Empirical Science and Normative Inquiry

Business scholarship has in recent decades been dominated by quantitative and scientific disciplines, and while business practice has in some respects moved beyond financial performance as the only meaningful indicator of business performance, it has not moved beyond the general prejudice that what matters to business must be quantified. These attitudes are one source of tension between the humanities and business ethics, although it is notable that business management has been viewed to be as much an art as it is a science. Meanwhile, normative ethics scholarship suffered years of neglect, particularly by the American and British analytic tradition, for being speculative rather than scientific. These attitudes are another source of tension between the humanities, which often raise more questions than they answer, and business ethics, whose practitioners often desire moral certainty.
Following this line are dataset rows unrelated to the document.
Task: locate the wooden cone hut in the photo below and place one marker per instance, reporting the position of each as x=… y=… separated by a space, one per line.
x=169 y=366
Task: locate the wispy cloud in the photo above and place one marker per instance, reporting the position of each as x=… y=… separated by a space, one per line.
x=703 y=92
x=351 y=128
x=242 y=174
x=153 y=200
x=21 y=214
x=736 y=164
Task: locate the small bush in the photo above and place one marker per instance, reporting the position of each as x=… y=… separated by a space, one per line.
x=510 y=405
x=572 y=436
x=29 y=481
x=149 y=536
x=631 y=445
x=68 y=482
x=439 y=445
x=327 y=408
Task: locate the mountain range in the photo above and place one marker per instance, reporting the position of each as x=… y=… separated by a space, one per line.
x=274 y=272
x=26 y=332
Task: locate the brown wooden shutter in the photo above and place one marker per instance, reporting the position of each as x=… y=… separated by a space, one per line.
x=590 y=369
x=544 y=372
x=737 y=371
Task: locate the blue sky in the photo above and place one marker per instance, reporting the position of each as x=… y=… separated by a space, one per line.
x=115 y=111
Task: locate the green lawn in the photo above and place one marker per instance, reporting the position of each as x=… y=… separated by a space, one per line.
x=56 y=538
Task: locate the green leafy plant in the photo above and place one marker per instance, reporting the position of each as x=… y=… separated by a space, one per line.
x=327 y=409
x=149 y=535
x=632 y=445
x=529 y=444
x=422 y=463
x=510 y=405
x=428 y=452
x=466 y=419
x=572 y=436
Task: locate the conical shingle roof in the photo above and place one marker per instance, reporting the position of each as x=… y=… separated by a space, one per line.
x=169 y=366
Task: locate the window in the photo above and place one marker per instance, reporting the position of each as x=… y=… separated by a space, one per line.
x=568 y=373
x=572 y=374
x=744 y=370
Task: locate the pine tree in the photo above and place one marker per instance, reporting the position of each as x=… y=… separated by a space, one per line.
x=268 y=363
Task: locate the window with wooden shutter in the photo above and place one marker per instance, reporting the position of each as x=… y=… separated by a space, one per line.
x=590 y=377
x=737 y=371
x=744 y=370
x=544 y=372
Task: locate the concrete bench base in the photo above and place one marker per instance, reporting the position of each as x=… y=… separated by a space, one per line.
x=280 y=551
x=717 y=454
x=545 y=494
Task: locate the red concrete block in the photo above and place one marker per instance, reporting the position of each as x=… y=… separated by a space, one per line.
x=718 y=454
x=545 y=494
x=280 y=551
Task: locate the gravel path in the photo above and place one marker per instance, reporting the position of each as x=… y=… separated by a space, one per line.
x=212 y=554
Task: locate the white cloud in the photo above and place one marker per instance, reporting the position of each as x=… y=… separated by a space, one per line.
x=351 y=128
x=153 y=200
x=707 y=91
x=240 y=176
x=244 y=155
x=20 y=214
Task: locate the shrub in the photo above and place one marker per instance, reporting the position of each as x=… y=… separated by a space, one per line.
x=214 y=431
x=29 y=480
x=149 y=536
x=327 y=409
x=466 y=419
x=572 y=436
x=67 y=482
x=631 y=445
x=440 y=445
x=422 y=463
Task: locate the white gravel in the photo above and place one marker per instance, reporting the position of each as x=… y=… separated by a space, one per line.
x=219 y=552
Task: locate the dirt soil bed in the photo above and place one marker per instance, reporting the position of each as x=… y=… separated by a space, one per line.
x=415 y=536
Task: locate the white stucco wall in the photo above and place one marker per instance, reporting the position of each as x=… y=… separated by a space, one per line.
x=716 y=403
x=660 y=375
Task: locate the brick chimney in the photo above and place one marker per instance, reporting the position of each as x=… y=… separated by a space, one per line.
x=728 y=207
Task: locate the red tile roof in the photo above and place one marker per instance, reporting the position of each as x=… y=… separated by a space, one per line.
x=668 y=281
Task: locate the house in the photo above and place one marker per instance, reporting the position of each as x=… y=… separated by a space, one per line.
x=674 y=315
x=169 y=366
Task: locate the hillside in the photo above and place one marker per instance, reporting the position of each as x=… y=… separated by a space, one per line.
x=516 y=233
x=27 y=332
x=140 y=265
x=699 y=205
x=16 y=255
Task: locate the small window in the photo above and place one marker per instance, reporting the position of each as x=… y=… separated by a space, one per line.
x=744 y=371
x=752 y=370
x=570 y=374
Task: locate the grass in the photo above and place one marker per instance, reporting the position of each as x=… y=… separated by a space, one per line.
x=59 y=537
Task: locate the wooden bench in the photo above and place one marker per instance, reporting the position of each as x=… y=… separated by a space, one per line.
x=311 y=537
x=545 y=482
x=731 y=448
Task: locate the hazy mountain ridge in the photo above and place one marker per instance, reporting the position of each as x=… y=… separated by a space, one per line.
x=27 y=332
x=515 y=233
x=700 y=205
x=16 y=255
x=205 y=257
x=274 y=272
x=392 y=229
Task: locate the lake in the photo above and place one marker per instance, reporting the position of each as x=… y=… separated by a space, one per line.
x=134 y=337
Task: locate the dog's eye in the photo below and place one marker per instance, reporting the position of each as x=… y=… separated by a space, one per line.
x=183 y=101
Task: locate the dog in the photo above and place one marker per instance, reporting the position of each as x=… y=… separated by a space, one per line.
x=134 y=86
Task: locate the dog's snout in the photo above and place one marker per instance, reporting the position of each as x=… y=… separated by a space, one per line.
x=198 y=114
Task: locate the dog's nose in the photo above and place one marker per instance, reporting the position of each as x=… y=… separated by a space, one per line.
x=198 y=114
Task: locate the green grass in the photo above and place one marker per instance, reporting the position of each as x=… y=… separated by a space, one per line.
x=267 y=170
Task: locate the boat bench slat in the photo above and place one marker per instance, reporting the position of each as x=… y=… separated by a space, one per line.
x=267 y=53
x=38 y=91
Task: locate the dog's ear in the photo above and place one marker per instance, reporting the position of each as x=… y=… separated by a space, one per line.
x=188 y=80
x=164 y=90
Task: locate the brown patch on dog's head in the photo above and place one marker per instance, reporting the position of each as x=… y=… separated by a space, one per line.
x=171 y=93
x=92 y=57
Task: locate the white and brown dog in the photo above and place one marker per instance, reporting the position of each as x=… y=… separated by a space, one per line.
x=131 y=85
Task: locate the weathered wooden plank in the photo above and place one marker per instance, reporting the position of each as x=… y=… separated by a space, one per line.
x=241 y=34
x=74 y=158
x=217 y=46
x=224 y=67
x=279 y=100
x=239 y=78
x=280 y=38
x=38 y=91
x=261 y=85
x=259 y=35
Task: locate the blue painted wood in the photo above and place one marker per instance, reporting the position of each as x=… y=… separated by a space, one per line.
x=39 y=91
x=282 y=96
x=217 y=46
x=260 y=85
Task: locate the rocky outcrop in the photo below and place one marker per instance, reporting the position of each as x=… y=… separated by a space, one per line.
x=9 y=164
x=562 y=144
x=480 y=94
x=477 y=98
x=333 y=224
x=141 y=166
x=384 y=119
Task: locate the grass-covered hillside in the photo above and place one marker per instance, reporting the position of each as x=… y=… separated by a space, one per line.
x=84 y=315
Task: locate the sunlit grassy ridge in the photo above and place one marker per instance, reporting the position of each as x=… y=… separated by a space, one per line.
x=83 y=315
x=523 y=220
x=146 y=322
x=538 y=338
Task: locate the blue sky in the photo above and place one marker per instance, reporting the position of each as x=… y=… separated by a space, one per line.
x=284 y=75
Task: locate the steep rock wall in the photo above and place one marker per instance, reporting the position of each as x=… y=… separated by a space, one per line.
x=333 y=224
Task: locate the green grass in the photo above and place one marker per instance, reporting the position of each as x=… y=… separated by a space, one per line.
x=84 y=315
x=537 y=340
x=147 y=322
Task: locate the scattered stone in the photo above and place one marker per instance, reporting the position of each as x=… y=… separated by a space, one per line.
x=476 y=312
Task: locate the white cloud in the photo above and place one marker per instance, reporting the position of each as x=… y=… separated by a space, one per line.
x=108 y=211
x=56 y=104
Even among laypersons who share a regard for ethics as being practically important, there are widely divergent views as to whether ethics consists of a rational system of absolute moral rules or is instead radically subjective, circumstantial, and/or emotional.

These diverging views about business and ethics have contributed, not surprisingly, to a scholarly debate about whether business ethics is properly empirical science (and thus not humanistic in approach) or normative inquiry (and potentially but not necessarily humanistic) and, consequently, to a chorus of voices claiming that the two are complementary and perhaps inseparable. Traditionally, empirical science is defined as the study of what is, whereas normative inquiry is defined as the study of what should be. Within the terms of these definitions, the argument for integration goes roughly as follows: Strictly empirical research cannot, without normative context, help human beings by answering what should be done to improve on what is. Strictly normative research cannot, without empirical context, be related to practical matters of importance to human beings. Therefore, advancing business ethics scholarship and the related goal of moral improvement in business requires an integration of empirical and normative research methods. Still, this convergence of research methods leaves fundamental questions unanswered. Whereas business ethics has tended to focus on the moral question, “What should I do?” the starting point for Aristotle was the broader ethical question, “How should one live?”